With the recently enacted “Small Business Reorganization Act,” relief will soon be here. This act was primarily enacted to help small businesses with aggregate debts of less than $2,725,625. For these businesses (including sole proprietorships), as long as “projected disposable income” over the next five years is dedicated to paying old creditors, the new law will enable a small business chapter 11 debtor to keep its business assets without paying creditors in full, without having to infuse new capital into the business, and without having to pay for the lawyers representing a “creditors’ committee” (since no such committee will be formed).

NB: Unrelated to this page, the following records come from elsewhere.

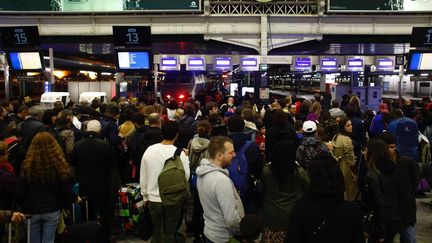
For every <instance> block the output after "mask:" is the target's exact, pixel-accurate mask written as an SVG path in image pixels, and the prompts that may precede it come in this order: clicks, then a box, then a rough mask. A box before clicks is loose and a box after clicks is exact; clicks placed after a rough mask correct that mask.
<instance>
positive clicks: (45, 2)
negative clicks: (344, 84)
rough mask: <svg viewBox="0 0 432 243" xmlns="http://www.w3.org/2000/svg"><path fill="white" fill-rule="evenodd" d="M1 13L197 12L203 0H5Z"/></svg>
mask: <svg viewBox="0 0 432 243" xmlns="http://www.w3.org/2000/svg"><path fill="white" fill-rule="evenodd" d="M0 11H7V12H30V13H31V12H51V13H52V12H58V13H61V12H67V13H72V12H77V13H94V12H125V11H128V12H130V11H140V12H142V11H146V12H197V11H201V0H163V1H143V0H57V1H54V0H52V1H47V0H7V1H6V0H4V1H0Z"/></svg>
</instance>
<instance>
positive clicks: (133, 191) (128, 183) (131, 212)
mask: <svg viewBox="0 0 432 243" xmlns="http://www.w3.org/2000/svg"><path fill="white" fill-rule="evenodd" d="M117 205H118V216H119V220H120V222H121V226H122V230H123V231H124V232H125V233H128V234H132V235H135V236H138V237H139V238H141V239H143V240H148V239H149V238H150V237H151V234H152V229H153V224H152V222H151V218H150V213H149V211H148V207H145V206H144V201H143V197H142V195H141V188H140V185H139V184H138V183H128V184H125V185H123V186H122V187H121V188H120V190H119V191H118V203H117Z"/></svg>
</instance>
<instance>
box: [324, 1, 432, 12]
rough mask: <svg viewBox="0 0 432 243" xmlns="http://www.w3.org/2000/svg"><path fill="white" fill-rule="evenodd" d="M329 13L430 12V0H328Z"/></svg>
mask: <svg viewBox="0 0 432 243" xmlns="http://www.w3.org/2000/svg"><path fill="white" fill-rule="evenodd" d="M327 7H328V11H329V12H402V13H403V12H432V0H405V1H393V0H328V4H327Z"/></svg>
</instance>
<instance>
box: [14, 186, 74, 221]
mask: <svg viewBox="0 0 432 243" xmlns="http://www.w3.org/2000/svg"><path fill="white" fill-rule="evenodd" d="M16 198H17V201H18V202H19V204H20V205H21V207H22V210H23V212H25V213H29V214H43V213H49V212H54V211H57V210H60V209H61V208H63V207H64V206H69V205H71V204H72V203H73V202H75V201H76V200H77V196H76V195H75V194H74V193H73V192H72V186H71V184H70V181H69V180H61V179H60V178H57V179H56V180H55V182H53V183H49V184H45V185H40V184H34V183H29V182H28V181H27V180H26V179H25V178H21V179H20V182H19V183H18V186H17V191H16Z"/></svg>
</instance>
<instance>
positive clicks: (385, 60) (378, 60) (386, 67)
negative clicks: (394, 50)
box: [378, 59, 394, 69]
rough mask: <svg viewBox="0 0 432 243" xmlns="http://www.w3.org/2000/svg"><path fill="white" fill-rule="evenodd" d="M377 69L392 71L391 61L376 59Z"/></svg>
mask: <svg viewBox="0 0 432 243" xmlns="http://www.w3.org/2000/svg"><path fill="white" fill-rule="evenodd" d="M378 69H394V63H393V60H390V59H378Z"/></svg>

Notably for purposes of this article, the last draft of the enacted bill slipped in two important changes to the law regarding preference litigation. First, any action against non-insiders seeking to recover non-consumer debts less than $25,000 in the aggregate must be commenced in the federal district court where the defendant resides. By way of example, if your customer’s bankruptcy case was filed in Delaware, your business is principally based in another state, and the amount in dispute is less than $25,000, then the litigation must be commenced in the federal district court where your business resides, not where the bankruptcy is located. This change alone will significantly deter litigation below the $25,000 jurisdictional threshold since most litigation trustees will not find it cost effective to commence such small-dollar litigation outside of the debtor’s home bankruptcy forum.

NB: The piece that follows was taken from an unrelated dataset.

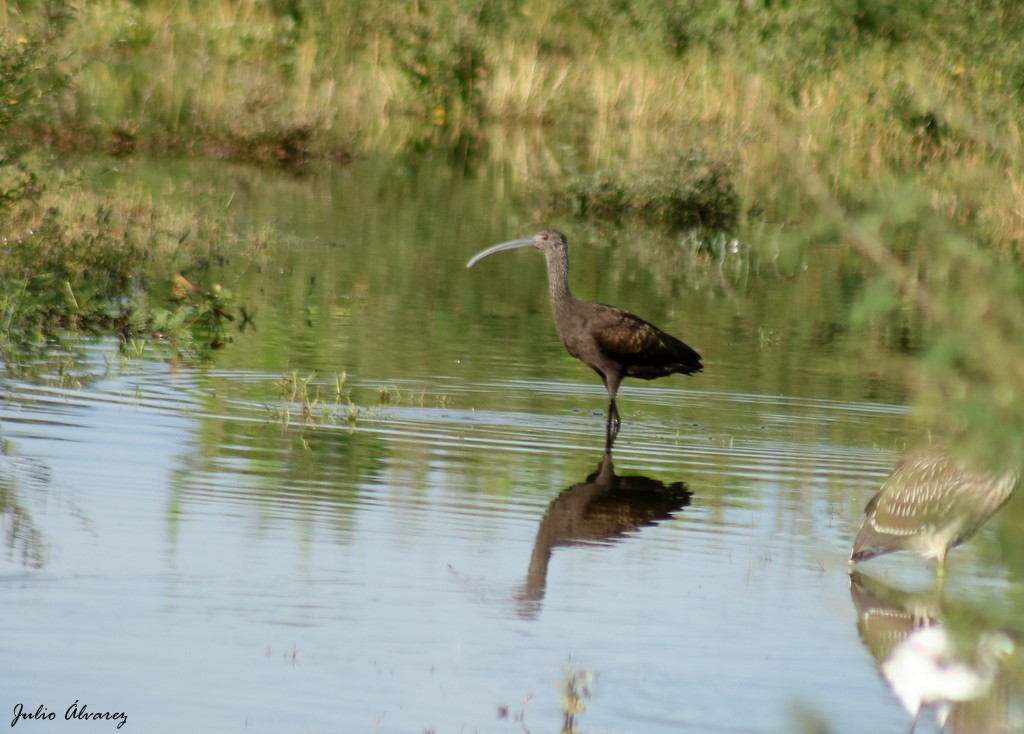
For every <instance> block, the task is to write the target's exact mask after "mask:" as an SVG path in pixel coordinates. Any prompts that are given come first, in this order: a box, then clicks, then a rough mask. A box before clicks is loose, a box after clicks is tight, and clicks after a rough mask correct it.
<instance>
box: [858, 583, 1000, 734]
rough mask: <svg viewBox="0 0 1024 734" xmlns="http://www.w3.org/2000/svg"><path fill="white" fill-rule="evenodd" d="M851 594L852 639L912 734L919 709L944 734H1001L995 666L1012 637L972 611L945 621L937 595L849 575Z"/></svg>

Second, as a condition to even filing the preference complaint, the new law now requires that the litigation trustee conduct “reasonable due diligence, taking into account a party’s known or reasonably knowable affirmative defenses” (the most common of which are the “ordinary course” and “new value” defenses).

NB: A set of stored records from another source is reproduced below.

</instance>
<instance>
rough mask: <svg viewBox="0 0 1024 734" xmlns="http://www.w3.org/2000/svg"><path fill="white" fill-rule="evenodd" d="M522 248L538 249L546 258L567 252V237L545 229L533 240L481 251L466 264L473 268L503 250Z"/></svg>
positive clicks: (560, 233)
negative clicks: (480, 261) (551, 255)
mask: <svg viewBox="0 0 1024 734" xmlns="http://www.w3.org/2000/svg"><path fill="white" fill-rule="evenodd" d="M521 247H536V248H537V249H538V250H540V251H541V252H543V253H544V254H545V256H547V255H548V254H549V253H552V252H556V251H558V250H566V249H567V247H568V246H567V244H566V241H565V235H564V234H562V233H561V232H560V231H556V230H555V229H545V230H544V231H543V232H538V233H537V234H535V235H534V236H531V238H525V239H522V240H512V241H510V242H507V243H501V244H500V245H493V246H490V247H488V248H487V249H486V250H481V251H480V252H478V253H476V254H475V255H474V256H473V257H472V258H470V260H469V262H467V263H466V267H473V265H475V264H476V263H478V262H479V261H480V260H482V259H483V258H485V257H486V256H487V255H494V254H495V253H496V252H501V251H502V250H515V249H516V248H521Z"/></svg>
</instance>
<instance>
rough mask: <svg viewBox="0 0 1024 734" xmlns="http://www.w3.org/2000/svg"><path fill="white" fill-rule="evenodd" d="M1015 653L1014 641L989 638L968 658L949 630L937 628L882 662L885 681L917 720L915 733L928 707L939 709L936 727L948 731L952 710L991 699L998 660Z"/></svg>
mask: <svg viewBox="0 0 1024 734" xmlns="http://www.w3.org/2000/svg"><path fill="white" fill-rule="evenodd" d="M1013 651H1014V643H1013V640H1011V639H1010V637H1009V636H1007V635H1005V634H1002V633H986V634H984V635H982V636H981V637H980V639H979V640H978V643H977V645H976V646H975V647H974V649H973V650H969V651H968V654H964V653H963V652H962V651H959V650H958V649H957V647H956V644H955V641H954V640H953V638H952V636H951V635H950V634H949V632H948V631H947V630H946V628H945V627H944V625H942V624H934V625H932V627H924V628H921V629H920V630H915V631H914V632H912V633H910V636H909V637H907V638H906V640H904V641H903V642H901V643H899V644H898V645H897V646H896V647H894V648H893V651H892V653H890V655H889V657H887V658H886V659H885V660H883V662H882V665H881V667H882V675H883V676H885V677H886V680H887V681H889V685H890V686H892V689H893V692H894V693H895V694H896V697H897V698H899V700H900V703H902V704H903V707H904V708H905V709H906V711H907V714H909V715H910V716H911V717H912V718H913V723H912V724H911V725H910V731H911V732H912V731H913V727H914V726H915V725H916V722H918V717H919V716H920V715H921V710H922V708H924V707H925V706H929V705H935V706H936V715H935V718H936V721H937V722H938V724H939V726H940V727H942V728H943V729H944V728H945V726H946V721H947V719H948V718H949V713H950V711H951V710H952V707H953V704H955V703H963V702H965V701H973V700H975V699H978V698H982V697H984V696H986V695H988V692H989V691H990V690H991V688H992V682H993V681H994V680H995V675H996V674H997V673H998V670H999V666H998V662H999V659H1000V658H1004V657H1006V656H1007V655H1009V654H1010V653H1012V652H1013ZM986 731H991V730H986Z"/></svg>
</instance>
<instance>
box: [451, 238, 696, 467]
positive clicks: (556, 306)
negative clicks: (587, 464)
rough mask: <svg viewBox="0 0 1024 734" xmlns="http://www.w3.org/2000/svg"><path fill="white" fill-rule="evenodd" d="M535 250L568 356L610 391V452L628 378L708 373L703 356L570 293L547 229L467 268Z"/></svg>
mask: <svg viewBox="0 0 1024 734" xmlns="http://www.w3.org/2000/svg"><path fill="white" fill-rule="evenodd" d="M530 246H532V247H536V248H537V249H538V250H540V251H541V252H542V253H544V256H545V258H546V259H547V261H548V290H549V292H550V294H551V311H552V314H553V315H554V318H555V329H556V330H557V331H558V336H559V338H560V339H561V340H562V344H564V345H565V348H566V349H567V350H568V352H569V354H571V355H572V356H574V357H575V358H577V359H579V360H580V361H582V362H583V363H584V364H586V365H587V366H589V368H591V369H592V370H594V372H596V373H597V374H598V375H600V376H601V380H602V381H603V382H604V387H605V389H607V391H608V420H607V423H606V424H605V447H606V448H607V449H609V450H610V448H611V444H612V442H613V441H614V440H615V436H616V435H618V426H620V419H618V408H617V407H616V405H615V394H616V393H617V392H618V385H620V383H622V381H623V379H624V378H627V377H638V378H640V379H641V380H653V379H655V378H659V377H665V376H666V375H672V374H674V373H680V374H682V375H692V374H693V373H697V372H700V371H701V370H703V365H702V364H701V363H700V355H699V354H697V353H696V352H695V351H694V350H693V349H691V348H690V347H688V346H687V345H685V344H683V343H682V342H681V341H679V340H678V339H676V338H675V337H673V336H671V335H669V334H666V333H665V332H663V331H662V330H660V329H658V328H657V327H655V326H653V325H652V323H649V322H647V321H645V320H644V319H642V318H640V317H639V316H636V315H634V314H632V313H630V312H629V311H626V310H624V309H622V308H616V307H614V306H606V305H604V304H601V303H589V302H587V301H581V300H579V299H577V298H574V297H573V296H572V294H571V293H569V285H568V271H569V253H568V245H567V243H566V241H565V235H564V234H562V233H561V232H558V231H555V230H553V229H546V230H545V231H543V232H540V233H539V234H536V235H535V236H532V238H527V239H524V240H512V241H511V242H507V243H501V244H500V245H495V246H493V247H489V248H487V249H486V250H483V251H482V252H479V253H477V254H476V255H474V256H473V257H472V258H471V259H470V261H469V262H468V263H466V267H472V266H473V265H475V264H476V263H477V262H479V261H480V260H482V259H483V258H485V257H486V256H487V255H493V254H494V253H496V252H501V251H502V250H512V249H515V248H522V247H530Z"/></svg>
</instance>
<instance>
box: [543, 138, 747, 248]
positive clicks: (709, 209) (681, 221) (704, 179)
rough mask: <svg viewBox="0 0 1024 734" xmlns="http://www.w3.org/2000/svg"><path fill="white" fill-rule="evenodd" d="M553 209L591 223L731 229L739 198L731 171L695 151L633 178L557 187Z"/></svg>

These two features of the new law significantly protect out-of-state preference defendants. Suppose you received $49,000 in total payments in the 90 days before the bankruptcy filing, but also advanced $25,000 in new value during that period which remains unpaid. Under the old law, the litigation trustee could sue you for the $49,000 and force you to affirmatively assert the “new value” defense. The new law, however, will require the trustee to deduct the “new value” received in determining whether the $25,000 jurisdictional threshold has been met. In this case, since the net preference payment would be $24,000 after taking into account the “new value” defense, the new law will require the case be brought where you reside instead of in the debtor’s home court, thus meaning the case likely will not be brought at all.